Depuis qu’il a déposé sa requête, le dollar a grimpé de 38%. Au bureau de change chargé de traiter son dossier, l’employé, Manuel Guevara, ne lui donne guère d’espoir: selon lui, il faudra encore attendre au moins deux mois. Car au Venezuela, le dollar se fait de plus en plus rare. L’Etat, qui obtient 96% de ses devises de la manne pétrolière, a bien du mal à en fournir maintenant que le baril de brut est au plus bas.

Après avoir appliqué, au fil des années, divers systèmes de contrôle des changes, le gouvernement du président Nicolas Maduro a instauré en février deux catégories. Dans la première, réservée à l’importation de matières premières industrielles, de certains médicaments et aliments, un taux préférentiel de 10 bolivars par dollar est appliqué. L’Etat y fait transiter 92% des devises qu’il possède. La seconde catégorie est le Dicom ou taux de change complémentaire, fixé à 202,94 bolivars par dollar puis laissé flottant pour, selon le gouvernement, apporter de l’oxygène à une économie quasiment à l’arrêt. La semaine dernière, il cotisait déjà à plus de 500 bolivars par dollar, reflet d’un effondrement de 60% de la monnaie locale.

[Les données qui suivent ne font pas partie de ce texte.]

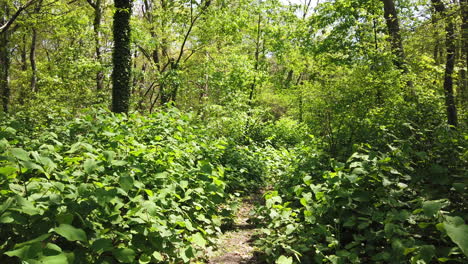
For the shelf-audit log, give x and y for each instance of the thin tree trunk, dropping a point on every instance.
(97, 43)
(4, 58)
(393, 26)
(450, 62)
(257, 57)
(32, 60)
(121, 57)
(396, 43)
(32, 54)
(4, 70)
(464, 52)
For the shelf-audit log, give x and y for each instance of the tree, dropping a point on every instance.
(393, 26)
(6, 22)
(97, 6)
(121, 57)
(452, 117)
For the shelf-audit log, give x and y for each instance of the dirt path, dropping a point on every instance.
(235, 246)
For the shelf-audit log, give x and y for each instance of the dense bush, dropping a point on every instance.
(105, 188)
(405, 204)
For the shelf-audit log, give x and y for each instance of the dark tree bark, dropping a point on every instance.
(257, 57)
(464, 51)
(393, 26)
(32, 53)
(4, 70)
(450, 47)
(4, 58)
(97, 6)
(121, 57)
(32, 60)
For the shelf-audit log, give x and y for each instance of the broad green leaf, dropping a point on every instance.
(56, 259)
(432, 207)
(284, 260)
(158, 256)
(198, 240)
(89, 166)
(126, 182)
(109, 155)
(458, 232)
(20, 154)
(7, 171)
(124, 255)
(6, 205)
(26, 252)
(102, 245)
(71, 233)
(35, 240)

Pour obtenir la devise dans ces conditions, il faut passer par des bureaux de change, mais à peine 8% des dollars du pays y transitent et la procédure pour les acquérir est interminable.

Derrière son comptoir, Manuel Guevara, 35 ans, explique qu’il faut s’enregistrer par internet puis attendre « jusqu’à un an » avant d’obtenir l’argent. Le bureau de change vend 300 dollars par jour maximum. En laissant flotter le taux du Dicom, le gouvernement veut le rapprocher de celui du marché noir, autour de 1.000 bolivars le dollar.

Mais en opérant une aussi brutale dévaluation, il augmente les coûts d’importation pour les entreprises, qui les répercutent sur leurs tarifs.

C’est « une période d’ajustement » inflationniste, a reconnu le ministre de l’Industrie Miguel Pérez Abad, pour « s’adapter à la réalité économique du pays ». Le Venezuela affiche déjà la pire inflation au monde, 180,9% en 2015. Le chiffre grimpera à 700% cette année selon le Fonds monétaire international (FMI). Pour les économistes, la faute en revient à la politique du gouvernement consistant à d’appliquer un taux officiel qui surévalue artificiellement le bolivar face au dollar.

Le pays est plongé dans « une spirale inflation-dépréciation depuis plus de trois ans », note Mark Weisbrot, codirecteur du Centre pour l’économie et les études politiques (CEPR) à Washington: le taux de change au marché noir grimpe, renchérissant les importations des entreprises n’arrivant pas à obtenir des dollars par la voie officielle.

Celles-ci augmentent alors leurs prix, poussant les habitants à convertir leurs économies en dollars (comme valeur-refuge), ce qui dope à nouveau le taux au marché noir.

Pour l’économiste Luis Vicente Leon, cette « dévaluation sévère » permettra de rompre ce cercle vicieux.

Se rapprocher du taux du marché noir « est bénéfique pour le jeu du marché », renchérit Anabella Abadi, économiste de la société de consultants ODH. Mais « le mécanisme, comme les précédents, est très opaque », générant la méfiance.

Et, comme observe un agent de change sous couvert d’anonymat, « que le dollar coûte un ou cent bolivars, cela n’a pas d’importance car au final il est introuvable ».